ECLI:NL:RBDHA:2024:7143
Rechtbank Den Haag
- Eerste aanleg - enkelvoudig
- B.F.Th. de Roos
- Rechtspraak.nl
Niet-ontvankelijkheid van asielaanvraag op basis van Dublinverordening en interstatelijk vertrouwensbeginsel
In deze zaak heeft de Rechtbank Den Haag op 3 mei 2024 uitspraak gedaan over de asielaanvraag van eiser, die niet in behandeling is genomen door de staatssecretaris van Justitie en Veiligheid.
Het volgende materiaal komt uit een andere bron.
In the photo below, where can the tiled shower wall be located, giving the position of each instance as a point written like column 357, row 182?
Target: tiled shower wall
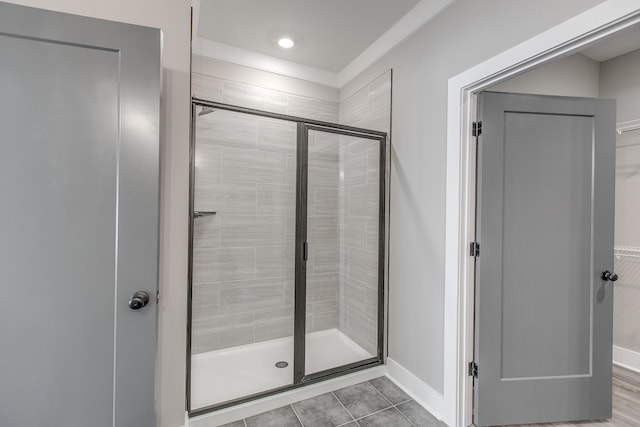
column 368, row 108
column 243, row 268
De staatssecretaris heeft zich beroepen op de Dublinverordening, waarbij Kroatië verantwoordelijk is voor de behandeling van de asielaanvraag. Eiser heeft tegen dit besluit beroep ingesteld, maar de rechtbank heeft geoordeeld dat de beroepsgronden te laat zijn ingediend. De laatste dag voor het indienen was 16 april 2024, maar de beroepsgronden zijn pas op 18 april 2024 ingediend, wat leidt tot niet-ontvankelijkheid van het beroep.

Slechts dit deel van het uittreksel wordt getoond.